Virtual Threads in Java 21: Simplified Concurrency for Modern Applications

 

With Java 21, Virtual Threads have redefined how we approach concurrency, offering a lightweight and efficient way to handle parallel and asynchronous tasks. Unlike CompletableFuture or ParallelStream, Virtual Threads allow developers to write simple, synchronous-looking code while achieving the scalability of asynchronous solutions.

Key Features of Virtual Threads:

• Lightweight Concurrency: Virtual Threads are cheap to create and manage, enabling applications to handle thousands or even millions of concurrent tasks.
• Simpler Programming Model: Code written with Virtual Threads resembles traditional synchronous code, making it easier to understand and maintain.
• Automatic Thread Management: The JVM manages Virtual Threads' scheduling, eliminating the need to manually manage thread pools.
• Great for IO-Bound Tasks: Virtual Threads excel in handling IO-bound workloads, such as making multiple HTTP calls concurrently.

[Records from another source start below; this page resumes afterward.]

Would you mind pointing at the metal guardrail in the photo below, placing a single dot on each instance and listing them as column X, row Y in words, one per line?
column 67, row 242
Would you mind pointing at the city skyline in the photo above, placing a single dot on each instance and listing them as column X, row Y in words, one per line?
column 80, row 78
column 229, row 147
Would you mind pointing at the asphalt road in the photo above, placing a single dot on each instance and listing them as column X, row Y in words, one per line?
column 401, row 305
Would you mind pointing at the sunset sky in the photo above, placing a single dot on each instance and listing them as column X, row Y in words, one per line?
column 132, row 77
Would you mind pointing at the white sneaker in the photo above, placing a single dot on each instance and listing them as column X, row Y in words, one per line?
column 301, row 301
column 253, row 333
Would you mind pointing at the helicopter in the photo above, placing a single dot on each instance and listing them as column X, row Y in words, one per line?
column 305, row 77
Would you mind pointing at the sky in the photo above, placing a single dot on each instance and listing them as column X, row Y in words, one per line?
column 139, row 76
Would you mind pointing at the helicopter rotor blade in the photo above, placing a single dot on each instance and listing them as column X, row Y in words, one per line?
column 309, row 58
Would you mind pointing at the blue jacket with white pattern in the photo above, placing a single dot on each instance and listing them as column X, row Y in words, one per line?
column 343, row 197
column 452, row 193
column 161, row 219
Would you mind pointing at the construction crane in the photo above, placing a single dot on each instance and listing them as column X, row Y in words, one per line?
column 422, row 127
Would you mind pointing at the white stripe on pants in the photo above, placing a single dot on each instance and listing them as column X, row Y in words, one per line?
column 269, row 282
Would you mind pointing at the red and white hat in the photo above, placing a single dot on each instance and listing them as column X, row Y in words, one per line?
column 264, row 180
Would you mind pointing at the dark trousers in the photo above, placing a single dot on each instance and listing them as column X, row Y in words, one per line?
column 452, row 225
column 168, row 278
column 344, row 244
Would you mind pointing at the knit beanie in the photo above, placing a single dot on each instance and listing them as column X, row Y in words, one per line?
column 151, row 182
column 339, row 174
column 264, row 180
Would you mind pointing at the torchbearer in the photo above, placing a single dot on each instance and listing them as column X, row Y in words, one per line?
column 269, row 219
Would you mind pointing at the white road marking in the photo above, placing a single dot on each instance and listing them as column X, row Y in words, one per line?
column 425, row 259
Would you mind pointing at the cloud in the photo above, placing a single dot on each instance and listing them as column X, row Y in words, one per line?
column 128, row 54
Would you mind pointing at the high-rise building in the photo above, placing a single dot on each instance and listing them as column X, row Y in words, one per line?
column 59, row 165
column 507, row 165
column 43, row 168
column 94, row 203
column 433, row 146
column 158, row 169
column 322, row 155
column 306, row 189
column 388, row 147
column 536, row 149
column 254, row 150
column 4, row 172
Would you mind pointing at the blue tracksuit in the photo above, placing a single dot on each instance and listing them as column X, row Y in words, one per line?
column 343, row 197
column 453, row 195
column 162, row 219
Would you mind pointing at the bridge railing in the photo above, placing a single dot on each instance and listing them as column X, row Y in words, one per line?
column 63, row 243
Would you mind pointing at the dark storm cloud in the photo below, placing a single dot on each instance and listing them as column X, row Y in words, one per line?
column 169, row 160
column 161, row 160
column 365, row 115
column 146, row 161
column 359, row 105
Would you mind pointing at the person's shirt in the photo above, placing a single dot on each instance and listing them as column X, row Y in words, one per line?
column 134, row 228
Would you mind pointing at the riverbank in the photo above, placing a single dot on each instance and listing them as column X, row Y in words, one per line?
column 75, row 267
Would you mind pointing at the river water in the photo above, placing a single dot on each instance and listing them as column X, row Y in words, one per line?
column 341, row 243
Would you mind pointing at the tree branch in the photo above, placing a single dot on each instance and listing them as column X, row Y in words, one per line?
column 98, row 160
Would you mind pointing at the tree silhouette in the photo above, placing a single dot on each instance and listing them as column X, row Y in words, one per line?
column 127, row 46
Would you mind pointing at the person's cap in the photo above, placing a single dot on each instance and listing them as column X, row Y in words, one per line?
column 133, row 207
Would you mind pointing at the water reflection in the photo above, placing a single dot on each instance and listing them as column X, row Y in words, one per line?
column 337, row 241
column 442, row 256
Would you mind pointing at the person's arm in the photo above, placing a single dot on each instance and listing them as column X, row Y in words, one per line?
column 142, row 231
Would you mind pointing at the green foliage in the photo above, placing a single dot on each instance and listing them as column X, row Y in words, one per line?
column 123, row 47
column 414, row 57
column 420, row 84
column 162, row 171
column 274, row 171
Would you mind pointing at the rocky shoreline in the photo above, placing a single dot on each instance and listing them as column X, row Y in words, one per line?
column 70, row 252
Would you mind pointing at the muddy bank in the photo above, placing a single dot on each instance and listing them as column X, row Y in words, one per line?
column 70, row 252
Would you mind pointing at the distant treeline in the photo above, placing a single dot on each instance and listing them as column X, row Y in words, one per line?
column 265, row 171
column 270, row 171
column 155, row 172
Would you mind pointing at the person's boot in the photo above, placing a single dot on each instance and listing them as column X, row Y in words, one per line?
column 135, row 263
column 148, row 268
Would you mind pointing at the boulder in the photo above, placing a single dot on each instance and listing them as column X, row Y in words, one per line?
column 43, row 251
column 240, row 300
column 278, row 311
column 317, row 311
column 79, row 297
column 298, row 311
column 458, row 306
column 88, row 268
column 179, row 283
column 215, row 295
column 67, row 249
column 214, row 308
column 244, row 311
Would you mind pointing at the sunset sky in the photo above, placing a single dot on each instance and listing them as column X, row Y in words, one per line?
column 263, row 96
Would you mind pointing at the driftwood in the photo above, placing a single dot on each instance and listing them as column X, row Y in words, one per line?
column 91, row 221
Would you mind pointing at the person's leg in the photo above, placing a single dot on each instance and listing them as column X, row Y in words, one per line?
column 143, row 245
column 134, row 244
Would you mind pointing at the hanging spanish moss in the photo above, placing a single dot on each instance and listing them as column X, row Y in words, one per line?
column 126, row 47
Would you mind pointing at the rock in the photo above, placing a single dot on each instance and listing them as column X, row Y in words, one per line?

Example: Virtual Threads with HTTP Requests

Here’s how you can use Virtual Threads to fetch posts concurrently:

Example: Fetch Posts Using Virtual Threads

import java.io.BufferedReader;
import java.io.IOException;
import java.io.InputStreamReader;
import java.io.InputStream;
import java.net.HttpURLConnection;
import java.net.URL;
import java.nio.charset.StandardCharsets;
import java.util.List;
import java.util.concurrent.*;

public class VirtualThreadExample {

    public static void main(String[] args) {
        try (ExecutorService myExecutor = Executors.newVirtualThreadPerTaskExecutor()) {
            // List of posts to process
            List<Integer> posts = List.of(1, 2, 3, 4, 5, 6, 7, 8, 9, 10, 11, 12, 13, 14, 15, 16, 17, 18, 19, 20);
            long start = System.nanoTime();

            // Submit a task for each post
            List<Future<Object>> futures = posts.stream()
                    .map(post -> myExecutor.submit(() -> {
                        getResponse("https://jsonplaceholder.typicode.com/posts/" + post);
                        return null; // Explicitly return null for Future<Void>
                    }))
                    .toList();

            // Wait for all tasks to complete
            for (Future<Object> future : futures) {
                future.get(); // Ensures task completion
            }

            long duration = (System.nanoTime() - start) / 1_000_000;
            System.out.printf("Processed %d posts in %d millis%n", posts.size(), duration);
            System.out.println("Program Completed !!");
        } catch (InterruptedException | ExecutionException e) {
            e.printStackTrace();
        }
    }

    public static void getResponse(String urlRest) {
        try {

            InputStream is = getInputStream(urlRest);

            BufferedReader rd = new BufferedReader(new InputStreamReader(is, StandardCharsets.UTF_8));
            StringBuilder response = new StringBuilder();
            String line;
            while ((line = rd.readLine()) != null) {
                response.append(line);
            }
            rd.close();
            System.out.println("Response: " + response.toString().trim());
        } catch (Exception e) {
            e.printStackTrace();
        }
    }

    private static InputStream getInputStream(String urlRest) throws IOException {
        URL url = new URL(urlRest);
        HttpURLConnection connection = (HttpURLConnection) url.openConnection();
        connection.setRequestMethod("GET");
        connection.setRequestProperty("Content-Type", "application/json");
        connection.setRequestProperty("Content-Language", "en-US");
        connection.setConnectTimeout(60000);
        connection.setUseCaches(false);
        connection.setDoInput(true);
        connection.setDoOutput(true);

        return connection.getResponseCode() >= 400
                ? connection.getErrorStream()
                : connection.getInputStream();
    }
}

Performance and Simplicity

Output:

Processed 20 posts in 971 millis
Program Completed !!

Scalability: Virtual Threads scale seamlessly for handling a large number of requests.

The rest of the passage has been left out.